With the Model T and the assembly line that produced it, Henry Ford taught the world a seminal lesson in mass production and economics. Some two decades later, he got schooled himself when General Motors caught up and demonstrated a fundamental truth about selling stuff in a consumer economy: Markets stagnate and so do sales unless the products are constantly refreshed and improved. Improbably, the Model T survived for 18 years before the Model A displaced it, driven by intense competition from GM.
This renew-or-die Darwinism is a constant in every industry, including aviation. While the changes in new models often amount to little more than incremental nudges, the new models that do appear—I’m thinking of Diamond’s DA62 and maybe Icon’s A5—do represent enough change to stimulate sales, even if they aren’t market disrupters.
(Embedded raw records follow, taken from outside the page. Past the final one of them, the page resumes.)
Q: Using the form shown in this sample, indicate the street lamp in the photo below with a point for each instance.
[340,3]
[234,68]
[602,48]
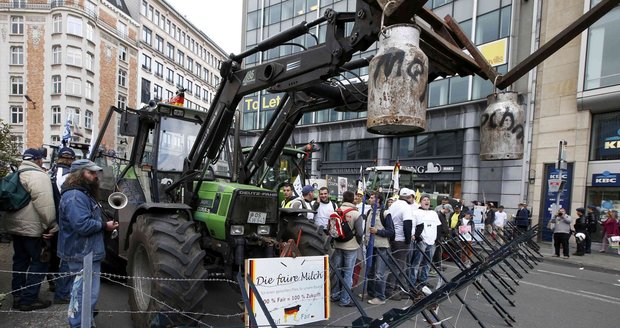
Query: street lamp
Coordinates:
[34,104]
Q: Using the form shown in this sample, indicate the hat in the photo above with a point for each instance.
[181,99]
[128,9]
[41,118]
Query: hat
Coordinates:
[66,152]
[84,164]
[307,189]
[32,154]
[406,192]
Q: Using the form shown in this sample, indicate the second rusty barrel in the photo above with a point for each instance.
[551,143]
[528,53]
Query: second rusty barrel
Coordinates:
[397,81]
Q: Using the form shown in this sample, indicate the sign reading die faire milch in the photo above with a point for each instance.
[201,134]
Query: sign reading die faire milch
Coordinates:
[295,290]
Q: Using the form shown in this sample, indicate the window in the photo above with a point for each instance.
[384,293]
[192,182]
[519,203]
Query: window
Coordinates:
[190,64]
[122,53]
[88,90]
[74,56]
[146,35]
[88,119]
[17,115]
[122,78]
[351,150]
[121,102]
[169,75]
[189,87]
[56,115]
[56,84]
[170,52]
[17,85]
[74,25]
[181,58]
[159,43]
[602,64]
[159,69]
[122,28]
[17,25]
[17,55]
[90,61]
[158,92]
[74,86]
[146,91]
[56,55]
[57,23]
[145,61]
[605,137]
[90,32]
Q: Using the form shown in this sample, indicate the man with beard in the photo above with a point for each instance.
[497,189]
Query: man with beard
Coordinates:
[81,231]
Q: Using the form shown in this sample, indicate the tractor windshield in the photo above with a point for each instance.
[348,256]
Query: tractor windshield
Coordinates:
[176,138]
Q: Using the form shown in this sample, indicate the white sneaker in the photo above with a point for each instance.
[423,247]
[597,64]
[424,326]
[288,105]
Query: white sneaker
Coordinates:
[376,301]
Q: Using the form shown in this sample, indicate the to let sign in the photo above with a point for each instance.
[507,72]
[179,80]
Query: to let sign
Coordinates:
[295,290]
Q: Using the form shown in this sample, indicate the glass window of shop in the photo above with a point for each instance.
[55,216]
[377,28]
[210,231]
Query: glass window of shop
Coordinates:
[605,137]
[427,145]
[351,150]
[602,64]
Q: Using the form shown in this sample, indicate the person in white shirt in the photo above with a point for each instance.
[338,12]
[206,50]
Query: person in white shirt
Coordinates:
[426,222]
[402,217]
[324,208]
[500,221]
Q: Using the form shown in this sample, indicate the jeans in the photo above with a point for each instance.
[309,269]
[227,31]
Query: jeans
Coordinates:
[416,275]
[64,284]
[27,258]
[377,274]
[400,252]
[561,239]
[343,261]
[75,305]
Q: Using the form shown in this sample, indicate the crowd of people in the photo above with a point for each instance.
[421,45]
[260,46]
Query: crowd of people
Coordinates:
[408,229]
[585,223]
[58,227]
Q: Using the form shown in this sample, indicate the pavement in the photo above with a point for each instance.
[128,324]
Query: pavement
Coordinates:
[602,262]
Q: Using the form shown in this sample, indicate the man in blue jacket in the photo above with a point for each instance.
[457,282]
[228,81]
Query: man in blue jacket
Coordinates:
[81,231]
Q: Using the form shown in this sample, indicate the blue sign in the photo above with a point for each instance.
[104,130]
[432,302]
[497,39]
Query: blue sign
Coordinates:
[550,197]
[606,179]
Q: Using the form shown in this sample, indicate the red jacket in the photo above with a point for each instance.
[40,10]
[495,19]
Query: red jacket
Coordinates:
[610,227]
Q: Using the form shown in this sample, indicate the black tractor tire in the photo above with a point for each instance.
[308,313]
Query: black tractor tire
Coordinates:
[313,239]
[166,246]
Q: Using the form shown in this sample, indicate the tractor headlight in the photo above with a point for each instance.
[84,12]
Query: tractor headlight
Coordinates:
[263,230]
[236,230]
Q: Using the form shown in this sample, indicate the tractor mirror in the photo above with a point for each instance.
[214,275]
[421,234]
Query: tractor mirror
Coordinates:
[129,124]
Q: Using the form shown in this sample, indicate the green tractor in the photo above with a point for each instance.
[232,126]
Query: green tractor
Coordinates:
[183,224]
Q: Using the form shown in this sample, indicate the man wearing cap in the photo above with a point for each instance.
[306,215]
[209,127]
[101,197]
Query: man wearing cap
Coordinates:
[426,221]
[305,201]
[402,217]
[522,218]
[61,286]
[592,222]
[81,231]
[28,226]
[580,226]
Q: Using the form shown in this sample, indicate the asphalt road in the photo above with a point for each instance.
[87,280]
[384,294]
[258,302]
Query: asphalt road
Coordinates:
[551,295]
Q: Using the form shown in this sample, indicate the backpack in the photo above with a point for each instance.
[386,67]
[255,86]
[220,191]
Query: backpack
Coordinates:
[339,228]
[316,204]
[13,196]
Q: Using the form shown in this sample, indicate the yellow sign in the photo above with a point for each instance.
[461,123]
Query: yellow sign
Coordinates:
[495,52]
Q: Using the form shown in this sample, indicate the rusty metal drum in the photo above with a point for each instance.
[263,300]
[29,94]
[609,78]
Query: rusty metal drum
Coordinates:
[397,81]
[502,127]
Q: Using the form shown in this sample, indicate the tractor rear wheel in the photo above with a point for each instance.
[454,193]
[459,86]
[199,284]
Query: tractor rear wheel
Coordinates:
[165,246]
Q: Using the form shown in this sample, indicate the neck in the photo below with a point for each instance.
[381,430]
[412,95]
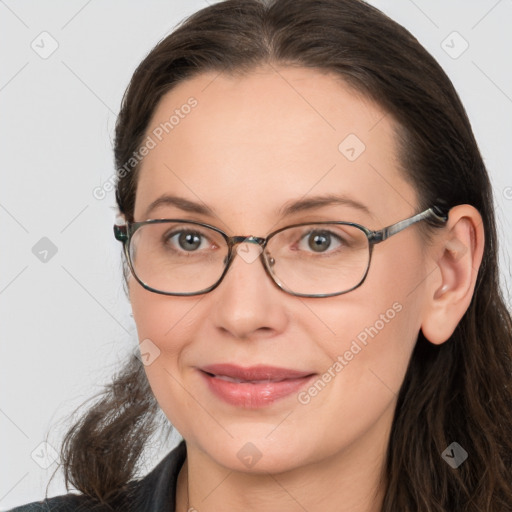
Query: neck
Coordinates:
[347,481]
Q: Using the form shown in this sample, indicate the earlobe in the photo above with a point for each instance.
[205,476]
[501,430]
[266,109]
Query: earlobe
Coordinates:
[449,290]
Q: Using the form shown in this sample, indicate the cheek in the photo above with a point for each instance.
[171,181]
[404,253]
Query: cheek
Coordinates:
[163,326]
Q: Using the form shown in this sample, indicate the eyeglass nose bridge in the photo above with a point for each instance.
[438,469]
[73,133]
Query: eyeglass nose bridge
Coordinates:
[233,240]
[236,240]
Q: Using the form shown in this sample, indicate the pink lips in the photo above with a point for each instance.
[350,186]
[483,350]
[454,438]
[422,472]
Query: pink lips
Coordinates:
[253,387]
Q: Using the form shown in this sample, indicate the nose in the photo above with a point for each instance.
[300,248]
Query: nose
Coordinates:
[247,303]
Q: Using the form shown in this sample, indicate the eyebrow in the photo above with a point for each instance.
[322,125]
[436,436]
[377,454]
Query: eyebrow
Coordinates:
[289,208]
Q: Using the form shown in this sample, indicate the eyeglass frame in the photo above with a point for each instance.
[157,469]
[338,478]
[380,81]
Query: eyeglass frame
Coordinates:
[125,232]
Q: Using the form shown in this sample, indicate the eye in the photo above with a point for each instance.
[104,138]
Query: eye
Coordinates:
[321,240]
[186,240]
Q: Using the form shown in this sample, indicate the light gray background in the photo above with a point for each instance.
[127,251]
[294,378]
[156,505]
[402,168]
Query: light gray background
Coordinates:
[66,323]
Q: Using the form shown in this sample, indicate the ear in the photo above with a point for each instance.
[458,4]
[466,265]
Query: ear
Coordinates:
[458,254]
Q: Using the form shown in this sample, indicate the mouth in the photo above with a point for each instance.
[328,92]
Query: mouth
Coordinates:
[253,387]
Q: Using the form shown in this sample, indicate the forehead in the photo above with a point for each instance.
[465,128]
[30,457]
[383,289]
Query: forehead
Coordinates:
[246,145]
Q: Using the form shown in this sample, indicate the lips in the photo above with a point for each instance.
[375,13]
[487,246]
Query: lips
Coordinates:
[253,373]
[253,387]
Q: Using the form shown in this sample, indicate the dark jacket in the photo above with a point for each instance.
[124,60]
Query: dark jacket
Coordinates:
[154,493]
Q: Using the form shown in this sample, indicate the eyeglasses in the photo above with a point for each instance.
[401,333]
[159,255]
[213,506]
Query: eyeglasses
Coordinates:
[321,259]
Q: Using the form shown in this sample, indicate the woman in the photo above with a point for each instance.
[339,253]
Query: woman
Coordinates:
[311,259]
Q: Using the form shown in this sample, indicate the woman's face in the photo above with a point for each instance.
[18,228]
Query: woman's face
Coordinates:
[245,147]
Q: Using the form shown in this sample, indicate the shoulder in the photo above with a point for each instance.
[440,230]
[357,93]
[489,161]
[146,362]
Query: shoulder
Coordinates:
[63,503]
[155,492]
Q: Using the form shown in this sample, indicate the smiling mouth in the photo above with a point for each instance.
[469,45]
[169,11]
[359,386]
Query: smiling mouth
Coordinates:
[255,387]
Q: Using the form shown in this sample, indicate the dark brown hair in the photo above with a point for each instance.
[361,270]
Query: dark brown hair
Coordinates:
[458,391]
If you plot the aircraft units-sold curve against model—and avionics—introductions, the line has just enough spikes to see an effect here and there.
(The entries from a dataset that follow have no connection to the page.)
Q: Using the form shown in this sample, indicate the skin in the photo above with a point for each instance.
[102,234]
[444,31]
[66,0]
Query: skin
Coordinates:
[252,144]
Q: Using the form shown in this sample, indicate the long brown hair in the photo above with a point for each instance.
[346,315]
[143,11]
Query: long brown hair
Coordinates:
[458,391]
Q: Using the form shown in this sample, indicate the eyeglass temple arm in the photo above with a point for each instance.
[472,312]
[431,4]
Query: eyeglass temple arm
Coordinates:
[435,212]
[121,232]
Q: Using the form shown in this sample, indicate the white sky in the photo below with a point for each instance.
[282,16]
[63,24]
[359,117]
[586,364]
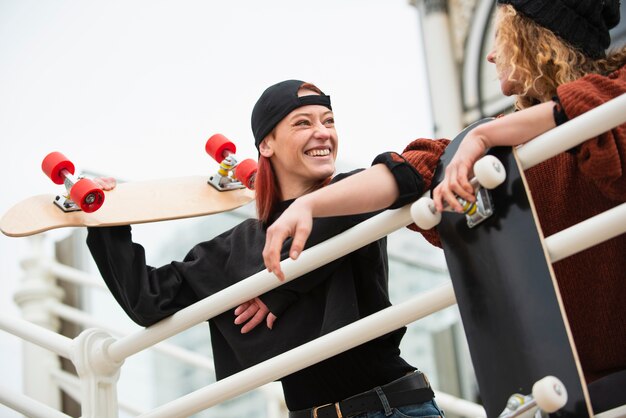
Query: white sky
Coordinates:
[133,89]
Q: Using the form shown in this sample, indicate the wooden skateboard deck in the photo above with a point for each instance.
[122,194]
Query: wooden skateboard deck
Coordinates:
[508,297]
[129,203]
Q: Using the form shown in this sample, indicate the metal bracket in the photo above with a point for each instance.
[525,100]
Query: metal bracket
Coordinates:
[66,204]
[480,210]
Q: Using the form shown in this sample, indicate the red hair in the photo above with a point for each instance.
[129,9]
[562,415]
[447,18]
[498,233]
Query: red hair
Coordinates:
[266,188]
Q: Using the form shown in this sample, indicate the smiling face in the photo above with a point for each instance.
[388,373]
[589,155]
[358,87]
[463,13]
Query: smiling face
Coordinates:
[508,84]
[302,149]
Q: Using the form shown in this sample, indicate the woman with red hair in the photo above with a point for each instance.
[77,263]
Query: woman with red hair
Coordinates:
[551,55]
[294,131]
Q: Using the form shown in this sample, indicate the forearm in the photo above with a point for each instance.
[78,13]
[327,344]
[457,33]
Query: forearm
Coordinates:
[516,128]
[367,191]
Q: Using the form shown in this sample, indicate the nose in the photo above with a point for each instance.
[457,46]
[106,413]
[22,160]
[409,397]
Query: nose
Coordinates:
[322,131]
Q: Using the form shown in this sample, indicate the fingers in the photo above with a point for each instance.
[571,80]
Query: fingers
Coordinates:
[271,318]
[241,308]
[256,315]
[272,250]
[258,318]
[248,313]
[303,230]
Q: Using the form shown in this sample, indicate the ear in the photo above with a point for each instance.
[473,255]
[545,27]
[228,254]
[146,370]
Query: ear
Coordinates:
[265,147]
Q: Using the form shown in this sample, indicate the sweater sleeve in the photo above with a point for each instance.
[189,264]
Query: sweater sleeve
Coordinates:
[410,185]
[424,155]
[601,159]
[148,294]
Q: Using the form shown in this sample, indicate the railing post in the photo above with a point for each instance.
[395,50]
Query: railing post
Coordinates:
[98,374]
[36,289]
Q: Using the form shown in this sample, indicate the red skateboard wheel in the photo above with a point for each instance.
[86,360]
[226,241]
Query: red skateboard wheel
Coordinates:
[245,172]
[217,145]
[54,163]
[86,194]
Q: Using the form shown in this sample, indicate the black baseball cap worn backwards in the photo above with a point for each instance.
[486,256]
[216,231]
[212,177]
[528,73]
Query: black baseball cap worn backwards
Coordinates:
[584,24]
[278,101]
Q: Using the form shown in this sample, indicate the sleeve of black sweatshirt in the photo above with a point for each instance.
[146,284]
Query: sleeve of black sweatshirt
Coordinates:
[411,187]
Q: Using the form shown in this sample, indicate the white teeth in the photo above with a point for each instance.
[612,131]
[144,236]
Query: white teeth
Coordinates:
[318,152]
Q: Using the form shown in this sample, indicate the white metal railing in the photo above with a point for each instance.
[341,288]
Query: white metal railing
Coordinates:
[98,357]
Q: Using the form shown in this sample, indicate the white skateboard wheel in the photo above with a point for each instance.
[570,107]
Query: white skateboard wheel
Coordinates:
[550,394]
[489,172]
[424,213]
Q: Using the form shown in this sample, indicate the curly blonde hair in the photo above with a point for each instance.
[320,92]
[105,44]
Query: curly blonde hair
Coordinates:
[539,60]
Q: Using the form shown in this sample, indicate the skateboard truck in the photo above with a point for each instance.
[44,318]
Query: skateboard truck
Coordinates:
[548,396]
[82,194]
[489,173]
[232,174]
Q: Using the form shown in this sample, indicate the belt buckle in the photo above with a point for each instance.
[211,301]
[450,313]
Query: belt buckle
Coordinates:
[337,409]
But game changers? Not really, despite the marketing department’s inseparable love for that phrase. Engines haven’t changed fundamentally in 40 years; at the upper end, airframes are incrementally faster, but perhaps not more structurally efficient than the best the 1970s produced. They’re safer by dint of better seatbelts and seats, airframe parachutes and more reliable instruments that, increasingly, intervene to keep the pilot from losing control or improve situational awareness to keep him or her from running into something. It’s arguable if, taken together, these improvements are more sustainers than expanders.
I was ruminating on this the other day when flipping through the Bluebook looking for some engine specs. Across the four decades I’ve been flying little airplanes, I asked myself what product or technology I absolutely would not fly without. Couldn’t think of anything to do with engines or airframes. Glass panels? I like them just fine, but I’m agnostic. Glass or steam; whatever. GPS? Nice, but I can still use VORs and those map reading skills I learned so long ago haven’t atrophied. I feel about airframe parachute systems as I do about glass. I like and believe in them, but I’m not a fundamentalist about it.
That left only a single technology I wouldn’t fly without: the lowly aviation headset, with noise cancelling please. But really, just anynoise attenuating headset. If you learned to fly, say, from the early 1980s forward, you probably can’t imagine not using a headset and probably with an intercom, too. But much before that, even though aviation headsets were available, they were far from common. When I started lessons in a Cessna 152, we cranked the speaker volume up to max, had trouble hearing all ATC transmissions and screamed at each other to be heard over the cockpit din.
When I started in Cubs a couple of years later, it was worse. Rag wings attenuate zero engine, prop and slipstream noise and if you don’t believe that, peel off your headset in one and soak in the clatter for a minute. Now multiply that times 60 for the typical lesson. Having headsets radically improves in-cockpit and ATC communication and massively reduces the stress of not being able to hear. I’ve been doing a lot of body flying in a vertical wind tunnel lately and even with good, custom-molded earplugs, it’s loud and communication by eye contact and hand signal is barely adequate. It reminds me of the days of being whapped with a rolled up sectional in a Cub. (There are Bluetooth helmet communicators, but I don’t know if they’ve been tried in the tunnel.)
Headsets, or at least my use of them, arrived a little too late to do me all the good they might have. All that exposure to threshold-level noise has taken a toll on my hearing that it would not have if I’d used headsets from day one, as students today are lucky to do. So what’s the bigger game changer, having a glitzy glass panel that shows me real-time winds aloft or having the same hearing acuity I had when I was 30? The answer should be obvious.